Еврей в стереотипных представлениях польского народа был кем-то немужественным, слабым, трусливым. Не был мужчиной — и благодаря этому легко становился жертвой общественного насилия. Польская народная культура знает много воплощений этого фантазма, а польская деревня оказалась сценой антииудейских эксцессов, ставших привычными настолько, чтобы им был гарантирован статус безнаказанности, «невинности», статус без конца возобновляемой комедийной интермедии в рамках коллективных и религиозных ритуалов. Об этом, в частности, писали Алина Цала и Иоанна Токарская-Бакир, особенно в связи с народным обычаем «вешанья Иуды» ((A. Cała, Wizerunek Żyda w polskiej kulturze ludowej, Warszawa 2005; J. Tokarska-Bakir, Rzeczy mgliste, Sejny 2004; J. Tokarska-Bakir, Legendy o krwi. Antropologia przesądu, Warszawa 2008.)). В глазах преследователей ритуализированные акты насилия не скрывали в себе ничего предосудительного, носили характер обычая; в них привычно видели исключительно комические черты. Все этнографические и антропологические исследования показывают, что аспект реального насилия тут полностью вытеснялся или же попросту отрицался.

То, насколько живы в польской народной культуре стереотипы и представления, связанные с фигурой еврея, стало ясно во время Холокоста и сразу после него (хотя бы в серии послевоенных погромов). Ожили, например, пребывавшие долгое время в латентном состоянии легенды о ритуальных убийствах, и именно они становились импульсом погромных акций. […]

Ключевой для Гротовского мотив, использованный в «Этюде о Гамлете», касается стереотипа еврейской пассивности, готовности принять унижение, отсутствия боевого духа. Традиционно отождествляемая с фигурой Гамлета пассивная позиция […] оказалась таким образом в поле мощных коллективных представлений, связанных с пассивностью евреев, идущих на смерть, и приписываемой им неспособности к военным подвигам. Крестьянский Эльсинор в спектакле Гротовского подвергался военной мобилизации, реализуя тем самым общественные идеалы мужской инициации. И на этот раз Гротовский затронул самую суть антииудейских предрассудков. […]

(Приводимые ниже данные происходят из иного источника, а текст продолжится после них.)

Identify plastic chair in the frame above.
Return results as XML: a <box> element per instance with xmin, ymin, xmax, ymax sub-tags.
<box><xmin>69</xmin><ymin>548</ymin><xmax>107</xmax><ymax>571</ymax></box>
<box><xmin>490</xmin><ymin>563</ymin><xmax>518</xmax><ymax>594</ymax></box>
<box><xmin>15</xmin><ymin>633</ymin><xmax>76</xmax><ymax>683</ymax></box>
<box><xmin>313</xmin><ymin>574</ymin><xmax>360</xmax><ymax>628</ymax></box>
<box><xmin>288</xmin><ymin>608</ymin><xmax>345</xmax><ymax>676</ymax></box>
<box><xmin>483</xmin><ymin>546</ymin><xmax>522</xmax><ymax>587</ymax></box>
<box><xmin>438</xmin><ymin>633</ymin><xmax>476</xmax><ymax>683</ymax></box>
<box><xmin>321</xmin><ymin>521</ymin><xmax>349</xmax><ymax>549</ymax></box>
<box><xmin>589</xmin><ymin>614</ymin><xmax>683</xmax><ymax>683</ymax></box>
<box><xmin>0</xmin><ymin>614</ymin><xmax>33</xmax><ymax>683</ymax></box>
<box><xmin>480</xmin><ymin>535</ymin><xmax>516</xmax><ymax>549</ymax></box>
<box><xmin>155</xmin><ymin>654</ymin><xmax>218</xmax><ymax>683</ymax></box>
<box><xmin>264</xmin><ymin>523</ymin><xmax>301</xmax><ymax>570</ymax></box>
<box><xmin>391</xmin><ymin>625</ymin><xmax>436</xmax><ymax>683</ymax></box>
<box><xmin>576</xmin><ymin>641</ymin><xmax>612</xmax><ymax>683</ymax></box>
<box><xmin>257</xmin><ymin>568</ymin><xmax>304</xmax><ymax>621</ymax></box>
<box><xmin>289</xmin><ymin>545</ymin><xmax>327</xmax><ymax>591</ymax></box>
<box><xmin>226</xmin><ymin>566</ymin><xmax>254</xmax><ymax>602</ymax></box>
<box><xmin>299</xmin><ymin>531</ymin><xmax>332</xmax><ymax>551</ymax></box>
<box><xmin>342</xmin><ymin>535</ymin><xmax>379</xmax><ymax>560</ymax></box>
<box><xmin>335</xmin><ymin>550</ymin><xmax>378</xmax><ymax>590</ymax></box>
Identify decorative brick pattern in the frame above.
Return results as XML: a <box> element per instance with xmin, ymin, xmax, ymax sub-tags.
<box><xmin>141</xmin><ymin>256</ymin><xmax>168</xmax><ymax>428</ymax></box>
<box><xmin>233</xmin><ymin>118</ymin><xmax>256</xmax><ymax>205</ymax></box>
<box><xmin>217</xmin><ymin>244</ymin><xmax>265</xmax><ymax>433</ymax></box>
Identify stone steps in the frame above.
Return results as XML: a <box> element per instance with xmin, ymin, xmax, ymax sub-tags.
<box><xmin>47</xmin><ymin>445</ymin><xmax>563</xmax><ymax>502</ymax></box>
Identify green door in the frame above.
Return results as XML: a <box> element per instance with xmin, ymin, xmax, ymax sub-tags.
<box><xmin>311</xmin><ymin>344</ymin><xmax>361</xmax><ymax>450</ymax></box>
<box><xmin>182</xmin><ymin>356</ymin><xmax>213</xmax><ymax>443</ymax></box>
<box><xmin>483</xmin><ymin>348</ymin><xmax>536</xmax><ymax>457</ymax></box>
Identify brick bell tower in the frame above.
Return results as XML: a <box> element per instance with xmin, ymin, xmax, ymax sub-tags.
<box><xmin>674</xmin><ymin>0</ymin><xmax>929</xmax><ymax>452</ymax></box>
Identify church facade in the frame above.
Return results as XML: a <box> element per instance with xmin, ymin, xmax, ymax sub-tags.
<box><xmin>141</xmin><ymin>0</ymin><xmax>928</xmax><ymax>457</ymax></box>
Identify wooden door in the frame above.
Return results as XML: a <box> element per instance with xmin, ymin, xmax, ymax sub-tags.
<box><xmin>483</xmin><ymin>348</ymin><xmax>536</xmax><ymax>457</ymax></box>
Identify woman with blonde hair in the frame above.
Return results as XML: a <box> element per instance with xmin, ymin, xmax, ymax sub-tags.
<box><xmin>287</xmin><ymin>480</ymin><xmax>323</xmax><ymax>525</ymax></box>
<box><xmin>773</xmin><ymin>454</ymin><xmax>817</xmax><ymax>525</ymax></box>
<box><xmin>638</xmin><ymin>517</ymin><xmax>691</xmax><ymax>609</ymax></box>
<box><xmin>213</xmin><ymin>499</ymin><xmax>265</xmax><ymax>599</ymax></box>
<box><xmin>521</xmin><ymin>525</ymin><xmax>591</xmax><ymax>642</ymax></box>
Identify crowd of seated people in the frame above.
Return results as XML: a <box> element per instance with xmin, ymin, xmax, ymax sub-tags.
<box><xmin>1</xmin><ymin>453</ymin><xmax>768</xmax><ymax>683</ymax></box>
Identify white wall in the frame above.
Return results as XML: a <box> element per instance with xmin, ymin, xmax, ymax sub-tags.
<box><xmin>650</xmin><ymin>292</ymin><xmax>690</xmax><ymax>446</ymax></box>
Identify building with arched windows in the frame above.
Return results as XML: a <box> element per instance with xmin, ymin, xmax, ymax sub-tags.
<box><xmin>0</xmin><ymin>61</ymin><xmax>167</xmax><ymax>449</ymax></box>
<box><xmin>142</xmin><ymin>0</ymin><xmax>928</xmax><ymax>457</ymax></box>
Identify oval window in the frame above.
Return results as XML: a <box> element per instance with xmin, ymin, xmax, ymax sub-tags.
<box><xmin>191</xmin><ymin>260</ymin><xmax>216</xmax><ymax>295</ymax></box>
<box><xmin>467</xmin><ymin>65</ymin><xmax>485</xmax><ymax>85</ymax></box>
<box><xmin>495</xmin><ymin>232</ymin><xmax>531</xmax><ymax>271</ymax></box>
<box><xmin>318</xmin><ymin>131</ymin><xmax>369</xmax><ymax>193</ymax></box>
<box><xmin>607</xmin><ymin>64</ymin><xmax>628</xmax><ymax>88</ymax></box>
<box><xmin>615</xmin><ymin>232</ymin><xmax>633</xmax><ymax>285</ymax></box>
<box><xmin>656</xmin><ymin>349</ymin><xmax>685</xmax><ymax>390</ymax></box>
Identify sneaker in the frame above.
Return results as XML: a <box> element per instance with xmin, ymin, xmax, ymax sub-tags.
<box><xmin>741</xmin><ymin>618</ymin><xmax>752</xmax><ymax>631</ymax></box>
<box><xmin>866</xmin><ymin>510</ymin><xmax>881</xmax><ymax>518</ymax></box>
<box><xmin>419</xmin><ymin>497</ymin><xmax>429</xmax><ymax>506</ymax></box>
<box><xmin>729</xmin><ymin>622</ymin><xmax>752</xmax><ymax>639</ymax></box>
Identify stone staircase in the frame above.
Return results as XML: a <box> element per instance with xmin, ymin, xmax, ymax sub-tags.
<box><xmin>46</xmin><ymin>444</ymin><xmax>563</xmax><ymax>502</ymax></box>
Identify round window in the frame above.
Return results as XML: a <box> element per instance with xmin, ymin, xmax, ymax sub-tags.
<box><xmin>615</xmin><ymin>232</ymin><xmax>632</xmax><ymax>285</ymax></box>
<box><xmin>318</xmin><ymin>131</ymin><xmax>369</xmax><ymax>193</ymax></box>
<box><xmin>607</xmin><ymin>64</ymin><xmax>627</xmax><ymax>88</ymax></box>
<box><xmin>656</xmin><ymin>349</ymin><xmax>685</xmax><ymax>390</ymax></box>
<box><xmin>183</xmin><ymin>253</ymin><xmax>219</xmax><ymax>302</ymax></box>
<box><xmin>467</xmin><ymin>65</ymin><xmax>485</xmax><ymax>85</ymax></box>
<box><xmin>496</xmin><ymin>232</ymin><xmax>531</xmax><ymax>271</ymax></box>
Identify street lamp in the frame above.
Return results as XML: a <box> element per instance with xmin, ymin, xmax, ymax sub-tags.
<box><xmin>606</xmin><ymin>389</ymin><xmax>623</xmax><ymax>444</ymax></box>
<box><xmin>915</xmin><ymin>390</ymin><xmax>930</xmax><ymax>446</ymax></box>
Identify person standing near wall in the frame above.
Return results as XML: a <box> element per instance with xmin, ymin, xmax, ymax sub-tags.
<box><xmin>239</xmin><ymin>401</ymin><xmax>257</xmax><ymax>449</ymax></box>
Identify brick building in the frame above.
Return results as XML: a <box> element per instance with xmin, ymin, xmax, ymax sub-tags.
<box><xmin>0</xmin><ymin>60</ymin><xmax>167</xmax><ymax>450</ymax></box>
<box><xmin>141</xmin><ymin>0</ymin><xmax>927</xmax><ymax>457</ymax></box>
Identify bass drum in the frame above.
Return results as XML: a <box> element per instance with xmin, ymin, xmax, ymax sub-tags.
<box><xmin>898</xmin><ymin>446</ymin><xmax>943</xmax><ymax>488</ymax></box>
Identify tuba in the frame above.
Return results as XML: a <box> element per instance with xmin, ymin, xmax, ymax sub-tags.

Эти стереотипы, с одной стороны, позволяли выработать иммунитет к шокирующим фактам, связанным с Холокостом (вина, таким образом, частично падала на пассивное поведение самих жертв). С другой же стороны, они препятствовали тому, чтобы евреи были включены в боевое сообщество. Восстанию в варшавском гетто часто вообще отказывали в праве называться восстанием, то есть отказывали в праве на любые героически-символические коннотации; оно трактовалась исключительно в категориях биологической, инстинктивной самозащиты, размещалось в пространстве голой жизни. В свою очередь, формирование армии Андерса на территории Советского Союза в 1941—42 годах сопровождали сильные антисемитские настроения, которые были призваны уменьшить наплыв в нее польских евреев. ((K. Kersten, Polacy — Żydzi — Komunizm. Anatomia półprawd 1939—1968. Warszawa 1992.)) […]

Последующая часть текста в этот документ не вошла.